I was born in Western Pennsylvania. I was a coal country kid, born and bred. In the photo above, I’m sitting on the back steps of our rental home in Miller Shaft. I got to play outside every nice day while my Dad worked in the local steel mill and my Mom cooked amazing food on a huge wood-fired cast iron stove in the kitchen. We had a big hill on the side of the house where we lived. In the winter I’d sled ride right down it, zooming down in seconds. My Dad would wait at the bottom to catch me.
One of my sisters and I drove by Miller Shaft in 2010. The outside of the connected houses didn’t look much changed, but I wondered if it still has a coal stove to heat the living room. And the huge black wood-fired cookstove in the kitchen. There was a hole cut into the kitchen ceiling and the black stove’s pipe went right up through it on the way to the roof. I think my two older sisters’ bedroom got some heat off that pipe as it went through their bedroom. My parents’ bedroom, where I slept too, didn’t have heat. My Mom dressed us in footed pajamas to go to bed in the winter. And we had lots of covers.
I remember talking to my Dad when I was growing up in New Jersey about his years growing up in Western Pennsylvania. He often shared his stories with me. He told me that I should always remember where I came from. Did your parents say things like that to you when you were growing up?
My Dad’s first job when he was a teen was working in a coal mine.

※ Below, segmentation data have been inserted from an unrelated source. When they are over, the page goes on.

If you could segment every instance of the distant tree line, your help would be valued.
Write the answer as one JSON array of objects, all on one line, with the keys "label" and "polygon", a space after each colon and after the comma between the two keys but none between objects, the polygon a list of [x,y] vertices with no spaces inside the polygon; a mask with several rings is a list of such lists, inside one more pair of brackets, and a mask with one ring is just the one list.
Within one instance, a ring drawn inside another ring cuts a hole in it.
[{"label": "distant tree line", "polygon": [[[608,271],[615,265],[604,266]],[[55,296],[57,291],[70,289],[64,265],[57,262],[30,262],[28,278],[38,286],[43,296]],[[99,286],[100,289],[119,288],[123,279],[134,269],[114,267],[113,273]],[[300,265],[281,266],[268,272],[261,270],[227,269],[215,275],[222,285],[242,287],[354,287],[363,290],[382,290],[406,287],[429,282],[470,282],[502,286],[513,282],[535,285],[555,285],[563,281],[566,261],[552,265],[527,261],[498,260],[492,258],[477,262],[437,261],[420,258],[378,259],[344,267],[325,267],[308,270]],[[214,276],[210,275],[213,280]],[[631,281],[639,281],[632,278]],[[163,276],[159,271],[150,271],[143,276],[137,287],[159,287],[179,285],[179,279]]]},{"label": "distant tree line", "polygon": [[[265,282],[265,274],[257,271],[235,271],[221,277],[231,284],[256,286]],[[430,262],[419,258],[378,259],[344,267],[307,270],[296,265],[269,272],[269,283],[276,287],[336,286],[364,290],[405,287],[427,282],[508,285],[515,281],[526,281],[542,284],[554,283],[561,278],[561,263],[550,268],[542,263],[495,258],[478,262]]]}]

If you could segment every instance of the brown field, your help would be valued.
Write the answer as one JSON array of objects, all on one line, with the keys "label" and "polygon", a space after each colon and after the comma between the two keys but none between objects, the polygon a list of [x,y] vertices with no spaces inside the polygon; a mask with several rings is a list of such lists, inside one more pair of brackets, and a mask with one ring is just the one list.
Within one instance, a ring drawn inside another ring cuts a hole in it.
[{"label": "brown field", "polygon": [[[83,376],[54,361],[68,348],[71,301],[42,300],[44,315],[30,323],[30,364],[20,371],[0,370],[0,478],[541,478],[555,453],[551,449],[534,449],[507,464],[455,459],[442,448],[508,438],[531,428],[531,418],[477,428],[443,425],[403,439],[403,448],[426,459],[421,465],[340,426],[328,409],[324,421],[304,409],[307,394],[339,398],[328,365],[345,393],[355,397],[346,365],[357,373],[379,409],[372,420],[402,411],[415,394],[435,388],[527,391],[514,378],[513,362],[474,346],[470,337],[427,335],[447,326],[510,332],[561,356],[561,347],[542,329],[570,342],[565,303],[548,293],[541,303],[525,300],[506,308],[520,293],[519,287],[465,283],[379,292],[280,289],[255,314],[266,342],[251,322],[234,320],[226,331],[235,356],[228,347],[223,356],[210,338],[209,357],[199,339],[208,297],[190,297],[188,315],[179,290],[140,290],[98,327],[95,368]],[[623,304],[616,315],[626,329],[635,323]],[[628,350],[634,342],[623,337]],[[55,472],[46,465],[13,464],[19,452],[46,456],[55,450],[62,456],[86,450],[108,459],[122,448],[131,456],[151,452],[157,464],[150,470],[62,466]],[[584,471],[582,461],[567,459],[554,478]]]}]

He told me he didn’t like being in the first group of men to go down into the mine in the morning. Those guys were the ones who got hurt if their car hit debris on the track from an overnight cave-in. He told me how cold and dark the mine was. He told me he didn’t much like the job, but it was a job and jobs were hard to find when he was growing up. So he said he showed up every morning, hung back so he wouldn’t be in the first mine car, and said a prayer before he dropped deep into the earth for his day’s work shoveling coal.
My Dad’s second job was working in a steel mill. He told me how hot it was there. I don’t know if it was always his job, but he told me that he “fed” the blast furnace during his shift. He said it was hot, hard work and that he’d lose pounds every day from sweating.
On this Throwback Thursday I remember that I’m the daughter of a coal miner, steel worker and, later on, factory worker. And I’m proud of my heritage.
How about you? Where do you come from?